Amazon Onboarding with Learning Manager Chanci Turner

Apache Flink is a widely adopted open-source framework designed for stateful computations over data streams. It enables users to execute continuously evaluated queries against a live stream of events in almost real-time. To capture insights derived from these queries into downstream systems, Flink boasts a comprehensive connector ecosystem that accommodates various source and destination types. Nevertheless, existing connectors may not always meet the diverse needs of every use case. Our clients and the broader community have consistently requested additional connectors and improved integrations with numerous open-source tools and services.

However, addressing this challenge is not straightforward. Developing and maintaining production-ready sinks for new destinations is labor-intensive. For critical applications, it is crucial to avoid message loss and maintain high performance during data writes. Traditionally, sinks have been developed and maintained in isolation, complicating the process and increasing the cost of adding new sinks to Flink, as functionalities often need to be recreated and optimized for each one.

To enhance support for our clients and the entire Flink community, we aimed to simplify and expedite the creation and maintenance of sinks. We introduced the Async Sink in the Flink 1.15 release, which not only improved cloud interoperability but also added numerous sink connectors and formats, among other enhancements. The Async Sink serves as an abstraction that facilitates the development of sinks with at-least-once semantics. Rather than duplicating core functionality for each new sink, the Async Sink presents shared sink features that can be extended. In this post, we’ll delve into how the Async Sink operates, guide you through building a new sink based on it, and outline our future plans for contributing to the Apache Flink project.
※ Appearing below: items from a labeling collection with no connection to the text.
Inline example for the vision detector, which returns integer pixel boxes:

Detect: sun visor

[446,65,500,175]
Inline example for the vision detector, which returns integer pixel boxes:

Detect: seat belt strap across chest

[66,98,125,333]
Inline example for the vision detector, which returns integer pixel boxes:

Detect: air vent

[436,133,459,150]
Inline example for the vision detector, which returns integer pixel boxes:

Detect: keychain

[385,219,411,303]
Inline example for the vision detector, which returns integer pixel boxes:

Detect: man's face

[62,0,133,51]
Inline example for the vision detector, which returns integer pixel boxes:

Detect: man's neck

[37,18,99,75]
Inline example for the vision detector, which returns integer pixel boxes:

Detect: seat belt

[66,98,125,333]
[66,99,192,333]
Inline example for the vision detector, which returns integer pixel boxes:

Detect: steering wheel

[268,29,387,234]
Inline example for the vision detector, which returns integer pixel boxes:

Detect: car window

Streamlining Common Components with the Async Sink

While sinks have typically been developed independently, their foundational functionalities often exhibit similarities. Sinks usually buffer multiple messages for batch processing to enhance efficiency. They verify the success of completed requests and will reattempt to send messages that were not successfully persisted at a later stage. They also engage with Flink’s checkpointing mechanism to prevent message loss in the event of application failure. Additionally, sinks regulate and monitor throughput to prevent overloading the destination and to fairly allocate capacity among multiple concurrent producers. Typically, the only significant differences between destinations relate to the structure and content of request and response data.
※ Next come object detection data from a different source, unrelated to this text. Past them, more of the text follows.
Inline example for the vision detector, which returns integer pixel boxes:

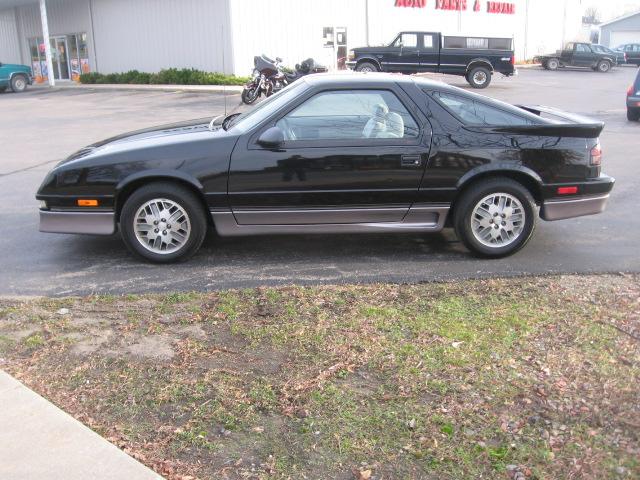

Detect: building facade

[0,0,582,81]
[600,12,640,48]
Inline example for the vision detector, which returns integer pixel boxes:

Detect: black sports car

[37,73,614,262]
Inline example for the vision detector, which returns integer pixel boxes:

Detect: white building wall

[0,8,22,63]
[91,0,233,73]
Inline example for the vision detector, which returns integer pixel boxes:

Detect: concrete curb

[0,370,162,480]
[32,82,244,94]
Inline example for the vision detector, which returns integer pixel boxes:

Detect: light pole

[40,0,56,87]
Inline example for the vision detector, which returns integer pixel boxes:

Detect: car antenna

[220,25,227,118]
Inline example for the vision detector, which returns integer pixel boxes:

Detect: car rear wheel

[467,67,491,88]
[453,178,537,258]
[356,62,379,72]
[120,182,207,263]
[547,58,560,70]
[11,75,29,93]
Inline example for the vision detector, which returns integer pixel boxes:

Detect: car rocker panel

[37,74,614,262]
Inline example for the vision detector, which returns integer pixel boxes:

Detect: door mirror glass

[258,127,284,148]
Instead of creating each sink independently and replicating common functionalities, we can abstract these standard requirements into one implementation. Developers can then focus on the components unique to their sink, defining how to construct and send requests, as well as how to determine from the responses which records were not successfully persisted and require resending. This approach allows the creation of a new sink to merely involve developing a lightweight shim tailored to the specific destination.
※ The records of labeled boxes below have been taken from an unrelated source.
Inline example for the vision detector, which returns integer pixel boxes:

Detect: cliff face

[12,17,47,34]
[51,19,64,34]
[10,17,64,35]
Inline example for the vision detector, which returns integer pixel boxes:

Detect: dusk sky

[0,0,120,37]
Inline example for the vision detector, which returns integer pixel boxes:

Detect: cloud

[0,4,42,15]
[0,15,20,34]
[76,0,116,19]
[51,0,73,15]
Creating a New Sink Using the Async Sink Abstraction

To illustrate how to build a new sink based on the Async Sink abstraction, we will implement a simplified sink for Amazon Kinesis Data Streams. Kinesis Data Streams is a service designed to capture and store streaming data. Data is persisted into a Kinesis stream via the PutRecords API, which allows multiple records to be sent in one batch request.

Three primary aspects must be implemented for our sink. First, we must extract the necessary information from each event to construct a batch request. In the case of Kinesis Data Streams, this includes the payload and a partition key. Next, we need to define how to create and send the batch request. Finally, we must check the request’s response to identify which elements of the batch were not successfully persisted.

To begin, we extract the essential data from an event to create a request entry that constitutes a batch request. The following code snippet demonstrates how this process appears for our Kinesis Data Streams sink. The code outlines how to derive the payload and partition key from the event, returning a PutRecordsRequestEntry object. In this simplified example, we utilize the string representation of the event as the payload and the event’s hash code as the partition key. For a more complex implementation, it may be preferable to employ a configurable serializer, offering greater flexibility in constructing the payload and partition key for users of the sink.


@Override
public PutRecordsRequestEntry apply(InputT event, SinkWriter.Context context) {
    return PutRecordsRequestEntry.builder()
            .data(SdkBytes.fromUtf8String(event.toString()))
            .partitionKey(String.valueOf(event.hashCode()))
            .build();
}

The sink will accumulate these objects until it reaches the thresholds defined by buffering hints. These hints encompass limits on the number of messages, total message size, and timeout conditions.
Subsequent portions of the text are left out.